I never thought the day would come, because it seems like only yesterday I regarded Japanese animation almost as the "second coming" in terms of what it had to offer the animation medium.

Todd McFarland (comic artist of Spider-Man and Spawn fame) summed up Japanese animation best for me as I paraphrase: "Japanese animation has mastered giving you the impression a lot is happening, when it really isn't."

Animation in general is very expensive. Japanese animation studios have mastered holding people's attentions with extremely limited animation (held poses, talking heads on static bodies that almost never move, animation sometimes done on 4's, 8's and 12's) BUT holding everything together with simple, but solid draftsmanship, action scenes that ARE animated quite well and dynamically, and reasonably compelling and mature plotlines.

I feel it has been the draftsmanship and the plotlines that has made the world go ape over Japanese animation over the past few years.

Japanese anime can be like "moving manga" (not a far stretch from the old Marvel Superheroes cartoons from the 1960's for those who know). The Japanese animation way is more concerned with presenting a graphic image rather than putting forth a convincing acting "performance" ala "Disney".

Is there good Japanese animation? Hell, yes. Katsuhiro Otomo is still number one in my book. Yes, Hayao Miyazaki is a true artist and visionary. Japanese animation has its place in the world as a viable medium and it deserves appreciation on it's own special merits.

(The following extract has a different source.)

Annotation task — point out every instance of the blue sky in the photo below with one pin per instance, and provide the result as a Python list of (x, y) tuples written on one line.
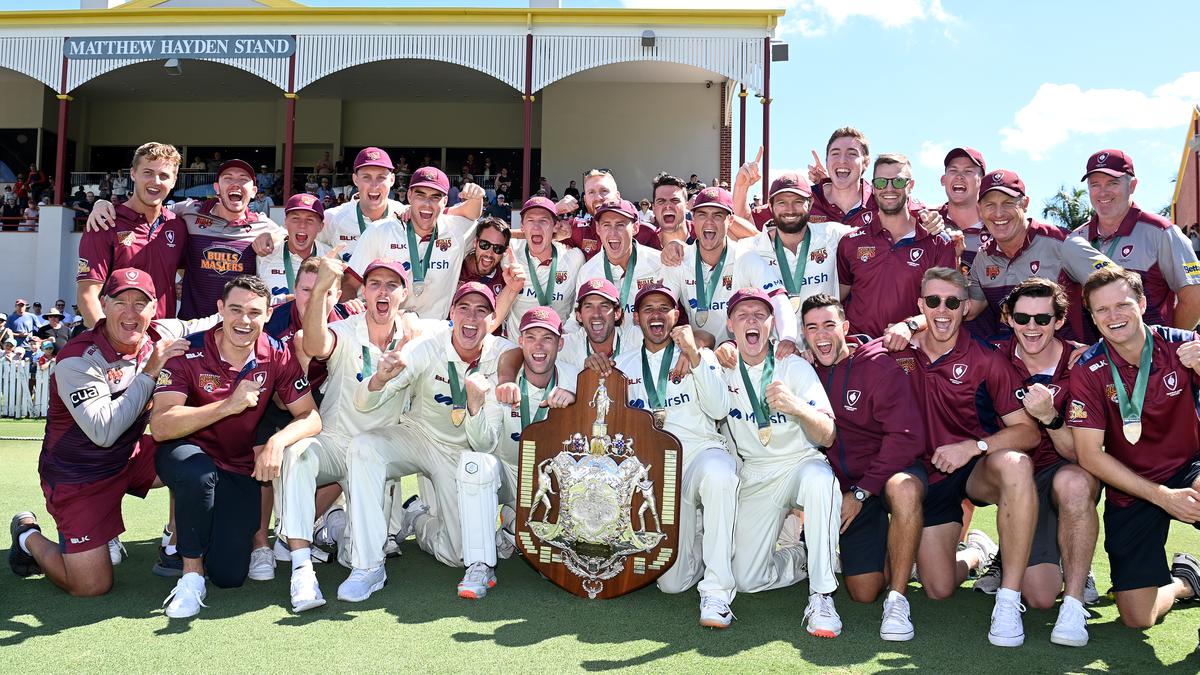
[(1036, 85)]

Personally I'm glad that there is a huge fan base for Japanese animation in this digital age of CG animation. (which from looking at recent B.O. sales seems to have been losing it's "wow"-factor steam unless it has "Pixar" or "Dreamworks" on the billing) Japanese Anime serves as an example that there are those who still have a huge interest and appreciation for traditionally hand-drawn animation.

Sad to hear that in the past couple of years that DVD sales for Japanese animation has plummeted (as interest in the medium continues to rise). Let's face it, video piracy is to blame here. The majority of the consumers who are into anime are not the types to go out to the local video store for the newest anime when they can get it online for free. Not a good thing.

Found an interesting story from the Wall Street Journal on how the animation business in Japan hasn't been doing so well, and those who love the art of animation who are willing to endure during these tough times.


  1. I have to agree. I generally prefer manga over anime due to the fact that anime is just moving pictures. Mainly seasonal animation(12-25 episodes), generally have many episodes of just mundane animation that bores the hell out of me even if the story is descent. Its usually the movies/specials that have a little more than just moving pics. But if you search, you can find some really great animation(not moving pictures) coming out of Japan. Tokyo Godfathers by Satoshi Kon is one of my favorites. The expression that goes into the movements of the characters is outstanding. Mindgame, Toujin Kit(short), and Tekkon kinkreet by Studio 4C are also some other great ones.

    Found your page from Mateen. Are you still in Japan?

  2. Whoops!
    I JUST saw your comment. (which you posted in April! O_o)

    I agree with you. Satoshi Kon is....was a great one. Unfortunately he passed away recently as you probably know.

    Yes I am still in Japan. Mateen, yes nice guy. But I think the last time I saw him was like in April too!